MAN Demonstrates Megawatt Charging for eTGX in Swedish Winter

MAN Tests Megawatt Charging in Winter at 750 kW
mantruckandbus.com

MAN showcased 750 kW megawatt charging for the eTGX at Kempower’s Winter Days in Sweden, highlighting MCS interoperability and winter performance.

MAN Truck & Bus has taken megawatt charging out of the laboratory and into a Scandinavian winter. At the Kempower MCS Live Winter Days 2026 in Norrköping, the company publicly demonstrated how its electric MAN eTGX can charge using the Megawatt Charging System (MCS) under sub-zero conditions.

The showcase took place at the premises of Swedish transport operator Alfredsson’s, a Kempower customer. The focus was not only on peak power but on process stability in cold weather and under real operational loads. According to MAN, the eTGX charged publicly at around 750 kW, while megawatt charging makes it possible to replenish the battery from 10% to 90% in approximately 30 minutes.
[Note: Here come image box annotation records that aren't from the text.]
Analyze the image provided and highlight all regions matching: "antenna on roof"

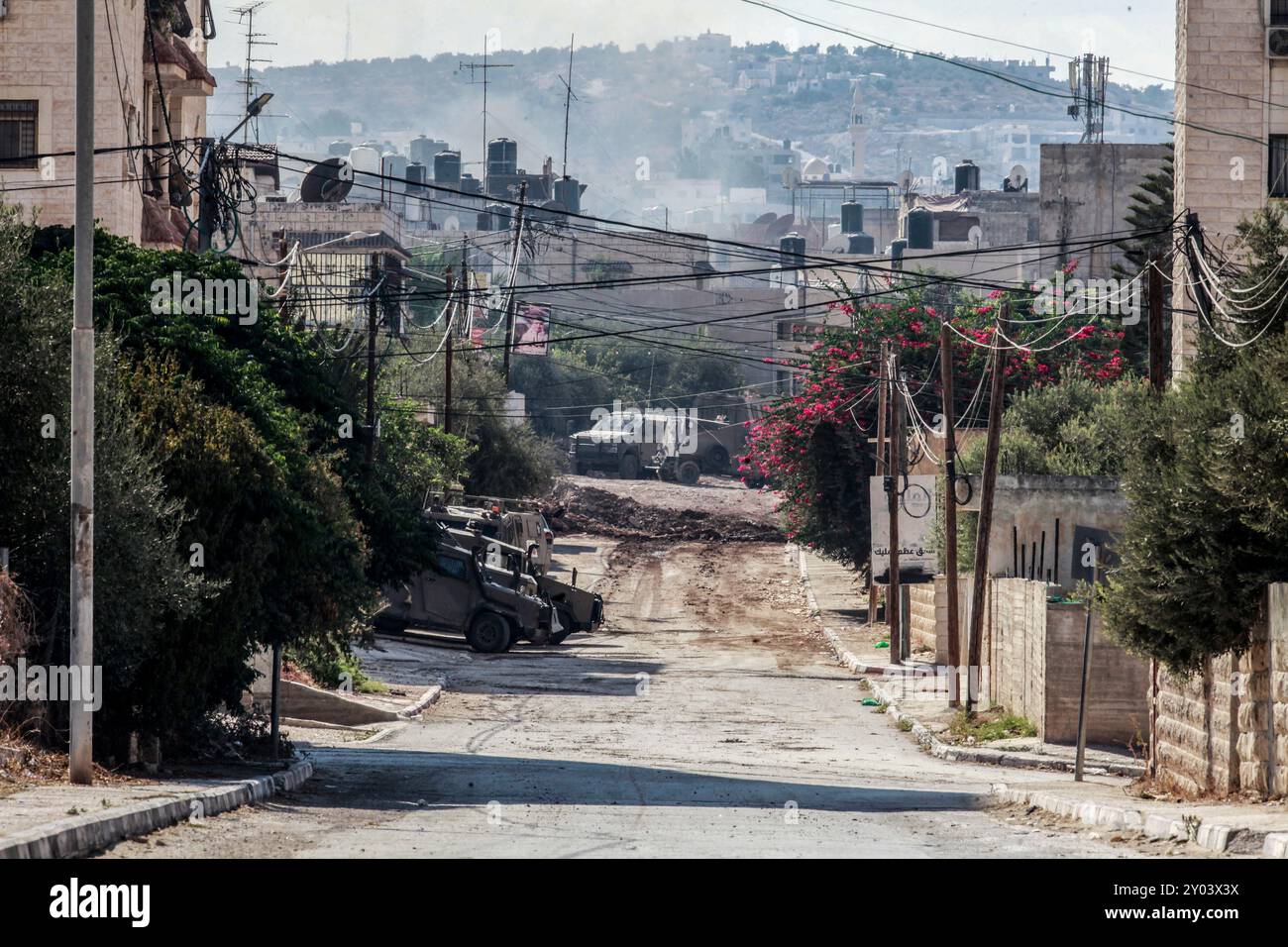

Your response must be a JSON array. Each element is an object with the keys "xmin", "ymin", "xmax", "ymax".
[
  {"xmin": 559, "ymin": 34, "xmax": 581, "ymax": 177},
  {"xmin": 344, "ymin": 0, "xmax": 353, "ymax": 61}
]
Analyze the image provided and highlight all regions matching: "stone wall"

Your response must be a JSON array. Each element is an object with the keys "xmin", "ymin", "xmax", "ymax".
[
  {"xmin": 984, "ymin": 579, "xmax": 1149, "ymax": 746},
  {"xmin": 1172, "ymin": 0, "xmax": 1272, "ymax": 376},
  {"xmin": 1153, "ymin": 583, "xmax": 1288, "ymax": 797}
]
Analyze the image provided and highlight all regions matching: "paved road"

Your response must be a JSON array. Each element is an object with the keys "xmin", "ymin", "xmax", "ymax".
[{"xmin": 100, "ymin": 537, "xmax": 1143, "ymax": 857}]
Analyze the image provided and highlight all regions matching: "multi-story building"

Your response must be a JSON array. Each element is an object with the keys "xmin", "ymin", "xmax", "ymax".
[
  {"xmin": 1172, "ymin": 0, "xmax": 1288, "ymax": 376},
  {"xmin": 0, "ymin": 0, "xmax": 215, "ymax": 246}
]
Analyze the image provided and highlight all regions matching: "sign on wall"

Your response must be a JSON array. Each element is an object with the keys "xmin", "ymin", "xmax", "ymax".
[{"xmin": 868, "ymin": 474, "xmax": 939, "ymax": 582}]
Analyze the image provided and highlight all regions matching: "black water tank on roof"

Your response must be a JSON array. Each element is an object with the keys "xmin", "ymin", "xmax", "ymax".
[
  {"xmin": 907, "ymin": 207, "xmax": 935, "ymax": 250},
  {"xmin": 953, "ymin": 158, "xmax": 979, "ymax": 194},
  {"xmin": 841, "ymin": 201, "xmax": 863, "ymax": 233}
]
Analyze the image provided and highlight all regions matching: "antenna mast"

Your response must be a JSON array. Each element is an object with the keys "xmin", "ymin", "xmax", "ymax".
[
  {"xmin": 344, "ymin": 0, "xmax": 353, "ymax": 61},
  {"xmin": 1069, "ymin": 53, "xmax": 1109, "ymax": 145},
  {"xmin": 233, "ymin": 0, "xmax": 277, "ymax": 145},
  {"xmin": 563, "ymin": 34, "xmax": 577, "ymax": 179},
  {"xmin": 456, "ymin": 34, "xmax": 514, "ymax": 176}
]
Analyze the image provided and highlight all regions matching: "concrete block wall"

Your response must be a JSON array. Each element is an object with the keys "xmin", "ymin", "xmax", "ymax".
[
  {"xmin": 1154, "ymin": 583, "xmax": 1288, "ymax": 797},
  {"xmin": 907, "ymin": 582, "xmax": 937, "ymax": 651}
]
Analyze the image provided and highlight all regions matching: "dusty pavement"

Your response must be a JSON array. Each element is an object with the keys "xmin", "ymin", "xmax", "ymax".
[{"xmin": 95, "ymin": 481, "xmax": 1153, "ymax": 857}]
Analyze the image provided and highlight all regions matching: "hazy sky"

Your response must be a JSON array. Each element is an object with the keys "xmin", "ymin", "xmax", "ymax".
[{"xmin": 210, "ymin": 0, "xmax": 1176, "ymax": 85}]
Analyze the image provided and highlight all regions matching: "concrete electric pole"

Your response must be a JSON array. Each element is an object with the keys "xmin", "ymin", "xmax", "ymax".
[{"xmin": 68, "ymin": 0, "xmax": 95, "ymax": 786}]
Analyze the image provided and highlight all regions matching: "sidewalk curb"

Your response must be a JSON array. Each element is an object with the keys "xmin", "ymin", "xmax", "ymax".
[
  {"xmin": 398, "ymin": 677, "xmax": 447, "ymax": 720},
  {"xmin": 789, "ymin": 544, "xmax": 924, "ymax": 678},
  {"xmin": 993, "ymin": 783, "xmax": 1288, "ymax": 858},
  {"xmin": 0, "ymin": 759, "xmax": 313, "ymax": 858}
]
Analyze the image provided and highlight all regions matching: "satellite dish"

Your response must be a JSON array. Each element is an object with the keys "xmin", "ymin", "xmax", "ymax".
[{"xmin": 300, "ymin": 158, "xmax": 353, "ymax": 204}]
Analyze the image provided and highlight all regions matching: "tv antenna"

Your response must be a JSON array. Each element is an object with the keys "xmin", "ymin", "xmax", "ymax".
[
  {"xmin": 559, "ymin": 34, "xmax": 581, "ymax": 179},
  {"xmin": 233, "ymin": 0, "xmax": 277, "ymax": 145},
  {"xmin": 456, "ymin": 34, "xmax": 514, "ymax": 174},
  {"xmin": 1069, "ymin": 53, "xmax": 1109, "ymax": 145}
]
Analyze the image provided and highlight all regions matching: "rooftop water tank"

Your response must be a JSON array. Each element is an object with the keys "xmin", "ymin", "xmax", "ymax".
[
  {"xmin": 555, "ymin": 177, "xmax": 581, "ymax": 214},
  {"xmin": 349, "ymin": 145, "xmax": 380, "ymax": 204},
  {"xmin": 845, "ymin": 233, "xmax": 877, "ymax": 256},
  {"xmin": 841, "ymin": 201, "xmax": 863, "ymax": 233},
  {"xmin": 890, "ymin": 237, "xmax": 909, "ymax": 269},
  {"xmin": 484, "ymin": 202, "xmax": 512, "ymax": 231},
  {"xmin": 778, "ymin": 233, "xmax": 805, "ymax": 266},
  {"xmin": 907, "ymin": 207, "xmax": 935, "ymax": 250},
  {"xmin": 953, "ymin": 158, "xmax": 979, "ymax": 194},
  {"xmin": 434, "ymin": 151, "xmax": 461, "ymax": 187},
  {"xmin": 407, "ymin": 161, "xmax": 429, "ymax": 197}
]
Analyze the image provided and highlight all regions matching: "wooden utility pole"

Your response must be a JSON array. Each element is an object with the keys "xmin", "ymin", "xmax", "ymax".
[
  {"xmin": 502, "ymin": 180, "xmax": 528, "ymax": 391},
  {"xmin": 966, "ymin": 318, "xmax": 1010, "ymax": 714},
  {"xmin": 1149, "ymin": 254, "xmax": 1166, "ymax": 394},
  {"xmin": 366, "ymin": 254, "xmax": 380, "ymax": 467},
  {"xmin": 939, "ymin": 322, "xmax": 962, "ymax": 707},
  {"xmin": 868, "ymin": 342, "xmax": 890, "ymax": 625},
  {"xmin": 886, "ymin": 355, "xmax": 903, "ymax": 664},
  {"xmin": 67, "ymin": 0, "xmax": 95, "ymax": 786}
]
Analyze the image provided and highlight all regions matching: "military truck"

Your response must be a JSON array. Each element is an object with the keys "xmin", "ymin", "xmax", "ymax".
[
  {"xmin": 373, "ymin": 536, "xmax": 554, "ymax": 655},
  {"xmin": 443, "ymin": 528, "xmax": 604, "ymax": 644},
  {"xmin": 647, "ymin": 417, "xmax": 747, "ymax": 487},
  {"xmin": 568, "ymin": 411, "xmax": 671, "ymax": 480}
]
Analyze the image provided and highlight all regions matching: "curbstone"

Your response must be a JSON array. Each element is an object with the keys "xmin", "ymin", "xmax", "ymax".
[
  {"xmin": 1261, "ymin": 832, "xmax": 1288, "ymax": 858},
  {"xmin": 398, "ymin": 677, "xmax": 447, "ymax": 720},
  {"xmin": 0, "ymin": 759, "xmax": 313, "ymax": 858}
]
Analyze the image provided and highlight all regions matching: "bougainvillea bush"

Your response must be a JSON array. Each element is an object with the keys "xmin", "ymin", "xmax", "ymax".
[{"xmin": 741, "ymin": 274, "xmax": 1128, "ymax": 567}]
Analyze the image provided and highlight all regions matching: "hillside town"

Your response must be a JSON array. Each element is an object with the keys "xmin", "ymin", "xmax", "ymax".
[{"xmin": 0, "ymin": 0, "xmax": 1288, "ymax": 927}]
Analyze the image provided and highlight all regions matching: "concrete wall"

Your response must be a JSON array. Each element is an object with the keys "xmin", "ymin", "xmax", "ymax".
[
  {"xmin": 907, "ymin": 582, "xmax": 937, "ymax": 653},
  {"xmin": 1153, "ymin": 583, "xmax": 1288, "ymax": 797},
  {"xmin": 988, "ymin": 579, "xmax": 1149, "ymax": 746},
  {"xmin": 1039, "ymin": 140, "xmax": 1181, "ymax": 279},
  {"xmin": 961, "ymin": 475, "xmax": 1127, "ymax": 588},
  {"xmin": 1172, "ymin": 0, "xmax": 1272, "ymax": 376}
]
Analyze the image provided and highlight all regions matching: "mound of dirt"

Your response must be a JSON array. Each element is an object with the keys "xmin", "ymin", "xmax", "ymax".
[{"xmin": 546, "ymin": 483, "xmax": 783, "ymax": 543}]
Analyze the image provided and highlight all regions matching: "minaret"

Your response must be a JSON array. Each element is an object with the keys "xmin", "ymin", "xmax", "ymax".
[{"xmin": 850, "ymin": 81, "xmax": 868, "ymax": 180}]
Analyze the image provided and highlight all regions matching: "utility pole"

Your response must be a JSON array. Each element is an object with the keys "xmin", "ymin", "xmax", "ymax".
[
  {"xmin": 966, "ymin": 314, "xmax": 1012, "ymax": 714},
  {"xmin": 563, "ymin": 34, "xmax": 580, "ymax": 180},
  {"xmin": 443, "ymin": 266, "xmax": 456, "ymax": 434},
  {"xmin": 232, "ymin": 0, "xmax": 277, "ymax": 145},
  {"xmin": 501, "ymin": 180, "xmax": 528, "ymax": 391},
  {"xmin": 67, "ymin": 0, "xmax": 95, "ymax": 786},
  {"xmin": 885, "ymin": 353, "xmax": 903, "ymax": 665},
  {"xmin": 1073, "ymin": 546, "xmax": 1100, "ymax": 783},
  {"xmin": 939, "ymin": 314, "xmax": 962, "ymax": 707},
  {"xmin": 1149, "ymin": 254, "xmax": 1166, "ymax": 394},
  {"xmin": 868, "ymin": 340, "xmax": 890, "ymax": 625},
  {"xmin": 366, "ymin": 254, "xmax": 380, "ymax": 468}
]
MAN emphasised that the core objective was to validate technical interoperability between vehicle and charging infrastructure. As the industry moves toward large-scale deployment, compatibility between trucks and high-power chargers becomes decisive. The event brought together representatives from vehicle manufacturers, infrastructure providers and industry associations, underlining the broader ecosystem behind megawatt charging.

The Alfredsson’s depot itself illustrates how such infrastructure can be implemented. The site operates with a 2.4 MW grid connection, supported by a battery energy storage system reported at 2.2–2.4 MWh and a 400 kW solar installation. This configuration enables flexible load management and supports high-power charging for heavy-duty vehicles.

The demonstration was not limited to prototypes. The MAN eTGX and MAN eTGS can already be ordered with the MCS option, and series production of this configuration is scheduled to begin in the second quarter of 2026. This signals a transition from pilot projects to industrial readiness.

At the European level, regulatory requirements for heavy-duty charging infrastructure foresee a gradual rollout of high-power charging hubs along key transport corridors. In that context, megawatt charging is emerging not merely as a technical milestone but as a central component of future freight logistics.

The winter test in Sweden suggests that megawatt charging is moving beyond theory and toward practical application in long-haul transport. The next challenge will be scaling — and the pace of that expansion will depend largely on seamless interoperability between vehicles and infrastructure.